她的身体剧烈地颤抖着,生机流逝的速度越来越快,眼前的景象开始变得模糊。
母亲的棺材,墙壁上的符文,手中的吊坠,都在一点点消散。
意识沉沦之际,白林仿佛听到了遥远的回响。
那是打铁的声音,是黄金傀儡踏出工坊的轰鸣声,是父亲低沉的笑声。
“傻丫头,哭什么。”
她猛地睁开眼,石室里依旧空无一人,只有冰冷的苔藓光,映着她绝望的脸。
可她不知道的是,在美帝斯帝国的某个角落,一个穿着普通休闲装的男人,突然打了个喷嚏。
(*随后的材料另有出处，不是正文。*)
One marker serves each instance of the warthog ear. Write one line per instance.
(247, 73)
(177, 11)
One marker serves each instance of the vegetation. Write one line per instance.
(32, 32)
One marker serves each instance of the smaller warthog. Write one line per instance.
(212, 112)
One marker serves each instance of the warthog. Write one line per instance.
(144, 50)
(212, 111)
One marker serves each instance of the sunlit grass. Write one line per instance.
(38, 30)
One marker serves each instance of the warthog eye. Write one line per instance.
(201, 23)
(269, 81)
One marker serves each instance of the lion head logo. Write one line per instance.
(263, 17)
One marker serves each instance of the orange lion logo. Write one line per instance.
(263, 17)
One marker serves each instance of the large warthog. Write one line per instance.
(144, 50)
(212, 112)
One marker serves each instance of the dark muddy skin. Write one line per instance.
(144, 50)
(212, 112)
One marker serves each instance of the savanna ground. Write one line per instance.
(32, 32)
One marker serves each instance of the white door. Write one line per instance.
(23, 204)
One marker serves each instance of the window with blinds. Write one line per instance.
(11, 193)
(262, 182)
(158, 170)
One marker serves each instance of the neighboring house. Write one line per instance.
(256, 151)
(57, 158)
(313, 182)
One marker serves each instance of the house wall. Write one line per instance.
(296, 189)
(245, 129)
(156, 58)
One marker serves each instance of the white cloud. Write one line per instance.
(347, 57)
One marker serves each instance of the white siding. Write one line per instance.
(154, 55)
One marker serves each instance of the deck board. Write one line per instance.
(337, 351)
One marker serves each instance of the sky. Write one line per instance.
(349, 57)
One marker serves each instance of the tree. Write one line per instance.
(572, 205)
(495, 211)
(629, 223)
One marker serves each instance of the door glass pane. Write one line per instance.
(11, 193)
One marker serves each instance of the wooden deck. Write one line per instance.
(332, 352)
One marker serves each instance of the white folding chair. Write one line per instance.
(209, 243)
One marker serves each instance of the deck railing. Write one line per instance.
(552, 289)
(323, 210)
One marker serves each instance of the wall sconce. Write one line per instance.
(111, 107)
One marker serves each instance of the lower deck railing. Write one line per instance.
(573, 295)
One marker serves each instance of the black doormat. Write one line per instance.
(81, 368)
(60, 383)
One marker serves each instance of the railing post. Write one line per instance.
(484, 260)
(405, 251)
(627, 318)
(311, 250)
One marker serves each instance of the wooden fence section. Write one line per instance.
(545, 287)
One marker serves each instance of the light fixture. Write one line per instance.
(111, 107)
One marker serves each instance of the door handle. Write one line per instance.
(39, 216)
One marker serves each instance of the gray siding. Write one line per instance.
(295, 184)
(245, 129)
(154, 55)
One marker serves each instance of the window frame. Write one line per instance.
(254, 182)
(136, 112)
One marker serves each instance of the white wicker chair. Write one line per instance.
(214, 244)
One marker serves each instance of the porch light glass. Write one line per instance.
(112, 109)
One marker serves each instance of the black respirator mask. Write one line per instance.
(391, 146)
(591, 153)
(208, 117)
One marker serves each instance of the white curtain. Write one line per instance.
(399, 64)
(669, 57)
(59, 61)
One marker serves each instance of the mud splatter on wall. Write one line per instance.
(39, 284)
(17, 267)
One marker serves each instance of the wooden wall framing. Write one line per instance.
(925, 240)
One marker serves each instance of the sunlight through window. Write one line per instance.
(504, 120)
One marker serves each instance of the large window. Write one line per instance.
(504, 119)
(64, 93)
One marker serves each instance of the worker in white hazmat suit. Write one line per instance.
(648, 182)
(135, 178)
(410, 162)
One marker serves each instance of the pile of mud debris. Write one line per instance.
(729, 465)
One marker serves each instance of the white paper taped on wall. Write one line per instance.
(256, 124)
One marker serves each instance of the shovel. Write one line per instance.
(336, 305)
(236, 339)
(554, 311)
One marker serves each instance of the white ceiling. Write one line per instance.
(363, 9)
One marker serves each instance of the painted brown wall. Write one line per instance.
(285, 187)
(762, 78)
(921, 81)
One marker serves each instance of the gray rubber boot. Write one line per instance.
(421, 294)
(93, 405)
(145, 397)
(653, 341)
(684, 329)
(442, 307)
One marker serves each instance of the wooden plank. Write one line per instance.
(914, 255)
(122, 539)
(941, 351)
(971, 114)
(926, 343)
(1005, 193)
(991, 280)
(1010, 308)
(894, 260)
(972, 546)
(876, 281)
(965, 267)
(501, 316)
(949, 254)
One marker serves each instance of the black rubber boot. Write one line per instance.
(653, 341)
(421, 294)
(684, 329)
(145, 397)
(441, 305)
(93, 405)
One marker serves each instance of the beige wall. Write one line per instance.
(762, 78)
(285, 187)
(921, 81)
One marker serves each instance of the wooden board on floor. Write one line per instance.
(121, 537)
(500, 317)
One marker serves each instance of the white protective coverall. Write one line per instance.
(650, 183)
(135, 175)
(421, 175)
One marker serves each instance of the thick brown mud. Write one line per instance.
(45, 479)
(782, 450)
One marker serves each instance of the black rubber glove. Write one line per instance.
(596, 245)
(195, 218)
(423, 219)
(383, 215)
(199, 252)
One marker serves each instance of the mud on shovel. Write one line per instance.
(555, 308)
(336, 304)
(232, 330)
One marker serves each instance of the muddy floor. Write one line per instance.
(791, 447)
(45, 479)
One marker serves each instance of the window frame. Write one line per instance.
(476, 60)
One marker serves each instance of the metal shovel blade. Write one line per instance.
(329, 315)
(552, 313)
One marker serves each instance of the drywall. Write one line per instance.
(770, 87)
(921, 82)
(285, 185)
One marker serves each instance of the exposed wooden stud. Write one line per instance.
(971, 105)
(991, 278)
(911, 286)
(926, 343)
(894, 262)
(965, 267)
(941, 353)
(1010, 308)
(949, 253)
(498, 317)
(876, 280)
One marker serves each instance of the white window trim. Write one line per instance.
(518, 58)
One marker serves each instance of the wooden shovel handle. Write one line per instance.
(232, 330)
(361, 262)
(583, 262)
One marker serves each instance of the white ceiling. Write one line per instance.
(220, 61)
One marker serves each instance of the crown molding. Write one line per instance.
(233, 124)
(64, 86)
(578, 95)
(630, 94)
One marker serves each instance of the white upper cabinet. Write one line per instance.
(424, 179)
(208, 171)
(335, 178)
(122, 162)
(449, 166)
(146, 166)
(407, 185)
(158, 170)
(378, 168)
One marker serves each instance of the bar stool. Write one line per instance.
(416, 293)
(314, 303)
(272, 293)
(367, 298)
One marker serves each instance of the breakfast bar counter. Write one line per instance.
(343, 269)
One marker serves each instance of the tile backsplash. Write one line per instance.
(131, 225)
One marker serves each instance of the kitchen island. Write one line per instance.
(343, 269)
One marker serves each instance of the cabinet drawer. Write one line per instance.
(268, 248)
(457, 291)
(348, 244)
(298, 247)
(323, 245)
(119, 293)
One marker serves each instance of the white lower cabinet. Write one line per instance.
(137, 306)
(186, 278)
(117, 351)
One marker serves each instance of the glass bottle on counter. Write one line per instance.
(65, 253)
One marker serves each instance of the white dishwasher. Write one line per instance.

男人摸了摸鼻子,嘴角勾起一抹玩味的笑容。他看着街头大屏幕上播放的美帝斯帝国宣传片,眼底闪过一丝不易察觉的波澜。
“阿瓦隆之渊……”
“白林那丫头……”
他低声自语,手指轻轻敲击着桌面,发出清脆的响声。
五百年了,他换了无数个身份,走了无数个地方,夺了无数件宝物,修为早已今非昔比。
如今,他已是第三世身。
他重新回归中土神州人的身份。
拥有高超的实力。
是无果天人。
是目前降术师中的第一人。
也是修炼出了金丹的修仙者。
一粒金丹吞入腹,始知我命不由天。
他已经强大到了天花板的地步。
他以为自己早就忘了那个地下王国,忘了那个爱哭的小女儿。
可没想到,这冥冥之中的血脉牵引,终究还是将他的思绪拉了回去。
男人站起身,伸了个懒腰,骨骼发出一阵噼里啪啦的响声。
他看了一眼西边的方向,那里是阿瓦隆之渊的所在。
他没有一下子回到那个——他一手建立的国度。
近乡情怯。
这句话可不是说说的。
明明已经抛弃,现在却要回去,刘醒非的心中也是有些尴尬的。
但无论如何,该来的总是要来。
总不能,他就这么,眼睁睁看着,自己一手建立的国度,像烟灰一样从烟头上掉下来,还没落在地上,就被风吹得了无痕迹。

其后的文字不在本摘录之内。